Once upon a time, I didn't think much about death.
I was young, and while there were of course disappointments, I had good grades, excellent health, and a bright future. I loved Jesus, and of course I knew that His death and resurrection were central to my faith, but I knew this in my head. My heart was focused on life - on the joy of being in God's presence, on what God was calling me to do for Him.
But then I lost a baby girl. And three and a half years later, I buried her sister.
Death is now part of my story. I cannot explain who I am without talking about those I have lost. I cannot explain who I am without talking about the parts of me that died along with my girls.

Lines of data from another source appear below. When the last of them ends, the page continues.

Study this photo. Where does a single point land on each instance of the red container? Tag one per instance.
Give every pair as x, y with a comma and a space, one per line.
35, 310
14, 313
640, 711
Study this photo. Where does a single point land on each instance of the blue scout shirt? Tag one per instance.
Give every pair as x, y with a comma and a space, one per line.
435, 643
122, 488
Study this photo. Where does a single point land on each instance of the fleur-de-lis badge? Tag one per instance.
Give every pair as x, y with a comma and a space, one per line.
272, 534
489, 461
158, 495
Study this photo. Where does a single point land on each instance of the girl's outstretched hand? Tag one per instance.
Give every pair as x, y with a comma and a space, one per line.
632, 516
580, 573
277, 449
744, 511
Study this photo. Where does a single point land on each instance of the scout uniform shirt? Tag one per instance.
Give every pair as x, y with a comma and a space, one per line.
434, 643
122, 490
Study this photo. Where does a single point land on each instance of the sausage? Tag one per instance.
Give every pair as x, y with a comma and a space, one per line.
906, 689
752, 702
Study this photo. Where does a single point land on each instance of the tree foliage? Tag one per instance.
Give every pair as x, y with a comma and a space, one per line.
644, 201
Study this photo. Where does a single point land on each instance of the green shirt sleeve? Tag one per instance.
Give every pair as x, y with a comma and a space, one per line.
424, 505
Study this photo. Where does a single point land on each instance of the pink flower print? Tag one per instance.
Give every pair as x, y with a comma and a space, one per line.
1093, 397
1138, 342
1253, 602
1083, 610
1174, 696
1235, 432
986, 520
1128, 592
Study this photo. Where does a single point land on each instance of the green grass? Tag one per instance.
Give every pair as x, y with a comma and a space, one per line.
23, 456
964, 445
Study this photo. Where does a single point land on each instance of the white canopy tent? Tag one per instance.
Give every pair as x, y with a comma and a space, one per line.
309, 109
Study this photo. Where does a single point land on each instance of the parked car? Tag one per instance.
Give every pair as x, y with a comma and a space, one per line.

Easter matters more to me now. In my grief, it is often hard for me to stand in church and sing songs of worship. I don't always feel like rejoicing, and I struggle to join wholeheartedly in the songs we sing about God's goodness and faithfulness. But when we sing about the resurrection, something stirs deep inside me, and my voice becomes loud and strong.
Christ has risen from the dead, trampling over death by death . . . Oh death! Where is your sting? Oh hell! Where is your victory? Oh Church! Come stand in the light! The glory of God has defeated the night! (Matt Maher, "Christ Is Risen").
I sing these words, and I picture Lily's grave. I think about the terrible emptiness of life without her and without Avaleen. And I think about Jesus on the cross and about the empty tomb.
And in these moments, when we are singing these words, I realize that in spite of all my doubts, I do believe in the risen Jesus.
I still feel the sting of death, but also I rejoice, more deeply than before, in the powerful beauty of the resurrection.